Ia menilai bahwa yang seharusnya ditahan serta diadili oleh KPK bukanlah kliennya. Sebab Yusril menilai, apa yang dilakukan oleh Syafruddin sudah sesuai dengan ketentuan yang berlaku.

“Padahal kasusnya tidak seperti itu, beliau telah menjalankan segala tanggung jawabnya sesuai dengan keputusan dari KKSK (Komite Kebijakan Sektor Keuangan) dan sesuai peraturan perundang-undangan yang berlaku saat itu,” ungkap Yusril. 

Namun ia enggan menyebut nama siapa yang seharusnya bertanggung jawab dalam kasus pemberian Surat Keterangan Lunas yang lantas merugikan negara sebesar Rp4,58 triliun. Sebagai informasi, jabatan Menteri Keuangan tersebut saat itu diduduki oleh Sri Mulyani.

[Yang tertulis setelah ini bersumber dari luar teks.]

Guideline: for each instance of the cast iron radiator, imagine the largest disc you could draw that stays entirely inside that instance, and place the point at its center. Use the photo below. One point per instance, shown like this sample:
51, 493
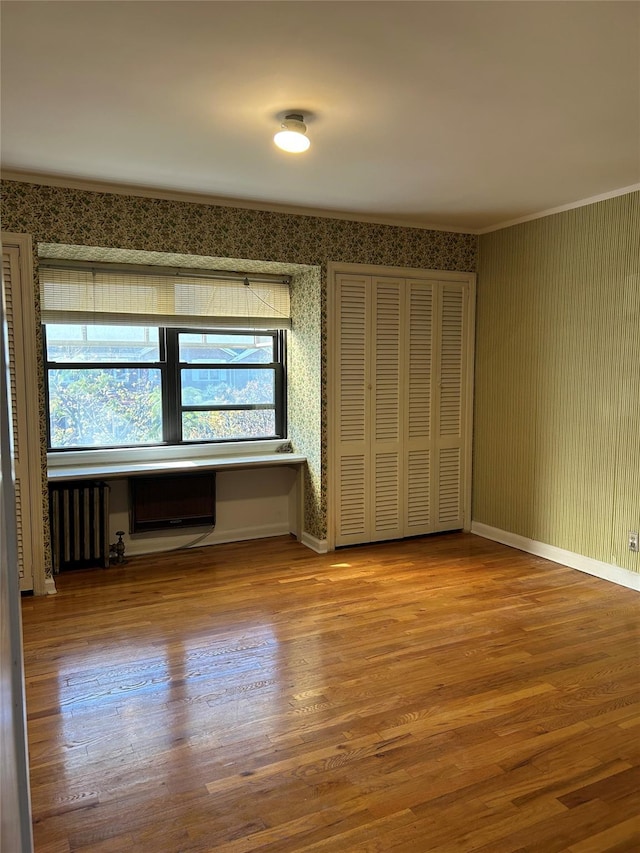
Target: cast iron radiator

Baca Juga : Pengusutan Kasus BLBI Berlanjut

Ia hanya menyebut bahwa saat Syafruddin menjabat sebagai Ketua BPPN (Badan Penyehatan Perbankan Nasional) dan lembaga itu dibubarkan semua tugas dan kewajiban lantas diserahkan kepada Kementerian Keuangan tahun 2004, dan hak tagih diserahkan kepada Menteri Keuangan tahun itu yaitu Boediono yang lantas dijual oleh Menteri Keuangan tahun 2007.

“Dijual Rp220 miliar, menjadi kerugian negara, lalu kenapa yang Pak Syafruddin ini yang dituntut ke Pengadilan Tindak Pidana Korupsi? Yang ngejual kan Menteri Keuangan tahun 2007,” kata Yusril.

Akibat kasus ini, negara disebut KPK menderita kerugian hingga Rp4,58 triliun. Tetapi, tersangka dalam kasus ini, Syafruddin, bersikeras tidak menyebabkan kerugian akibat penjualan aset tersebut.

Dalam kasus ini, KPK menyebut Syafruddin mengusulkan disetujuinya KKSK perubahan atas proses litigasi terhadap kewajiban obligor menjadi restrukturisasi atas kewajiban penyerahan aset oleh obligor BLBI kepada BPPN sebesar Rp 4,8 triliun.

Dari audit terbaru BPK, KPK menyebut nilai kerugian keuangan negara dalam kasus ini menjadi Rp4,58 triliun. Nilai itu disebabkan Rp1,1 triliun yang dinilai sustainable, kemudian dilelang dan didapatkan hanya Rp220 miliar. Sisanya, Rp4,58 triliun, menjadi kerugian negara.